Where can I install Herringbone tiles?
Aside from the Bonnie and Clyde, the pairing of tiles in the herringbone pattern is another great combination. When you design your home with the herringbone pattern, where the floor or the wall, you are in for a unique style, it can also serve as a sure way to give an instant facelift to your home design. Apart from wood, you can also use a more durable material such as porcelain in the otherwise off-limits room.
Fair enough, you can also apply the herringbone tiles pattern to busy hallways and bathrooms where water is applied. It can also withstand the pressure of weight, business, or the wear and tear of the floor tiles. You can also use this pattern to make a statement from your splashback to build an intricate design. The use of colors becomes secondary when you choose to use a herringbone tiles pattern. You can use uniform colors or arrange them in a gradient of tones. You can also read about Herringbone Pattern: 7 Ways to Use Herringbone in Your Décor by clicking here.

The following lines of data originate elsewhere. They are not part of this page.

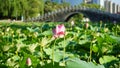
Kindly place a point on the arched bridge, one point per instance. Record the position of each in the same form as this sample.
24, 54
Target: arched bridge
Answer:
64, 14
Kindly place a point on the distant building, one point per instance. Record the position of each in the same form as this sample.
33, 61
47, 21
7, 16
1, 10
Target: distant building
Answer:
87, 1
99, 2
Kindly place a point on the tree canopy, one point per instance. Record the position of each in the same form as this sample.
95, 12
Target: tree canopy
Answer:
27, 8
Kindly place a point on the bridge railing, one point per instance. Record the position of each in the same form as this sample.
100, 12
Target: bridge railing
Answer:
70, 9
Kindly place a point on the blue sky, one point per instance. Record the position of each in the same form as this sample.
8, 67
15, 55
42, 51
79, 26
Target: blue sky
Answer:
116, 1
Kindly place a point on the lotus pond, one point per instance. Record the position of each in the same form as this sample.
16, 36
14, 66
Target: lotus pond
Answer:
40, 45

Are herringbone tiles different from Chevron tiles?
Two close patterns of laying tiles are the herringbone and the chevron tiles patterns. It seems the two patterns can be easily mistaken for each other on the surface. For instance, the two patterns appear to be zigzag continuously. Yet there is a stark difference between them. The critical difference is that the herringbone tiles pattern is more staggered while the chevron shows an angled edge. Are you still confused? Let us look at it this way.
The tiles in the chevron pattern touch each other edge to edge in a continuous zigzag line. However, the herringbone pattern is inclined to each other at an angle of 45-degree to the next one. So, it appears that each tile in the herringbone tiles pattern sits on the one below it at an inclined angle. However, one can also diversify the herringbone pattern to bring out a new kind of uniqueness.
What different styles of herringbone tiles exist?
In a natural setting, herringbone tiles’ patterns usually look like wood. Perhaps, it is because of the gradient in the color layout. Moreover, the herringbone patterns could have been limited by using expensive parquet floors. Also, it has had increasing interest from different parts of the world, and this trend has inspired decorators to create different flavors. One modern twist that one can see today is a repeat of the traditional terracotta for an overall vintage look.
In conclusion, if you need a blend of traditional and modern looks, you can consider installing herringbone tiles. The layout has been appealing, while the grout helps to complement the face with a suitable contrast. As for the color tones, you can decide to blend in white porcelain tiles with a darker grout color. Or, if you prefer, you may choose to diversify the color of the herringbone tiles while using a matching grout color.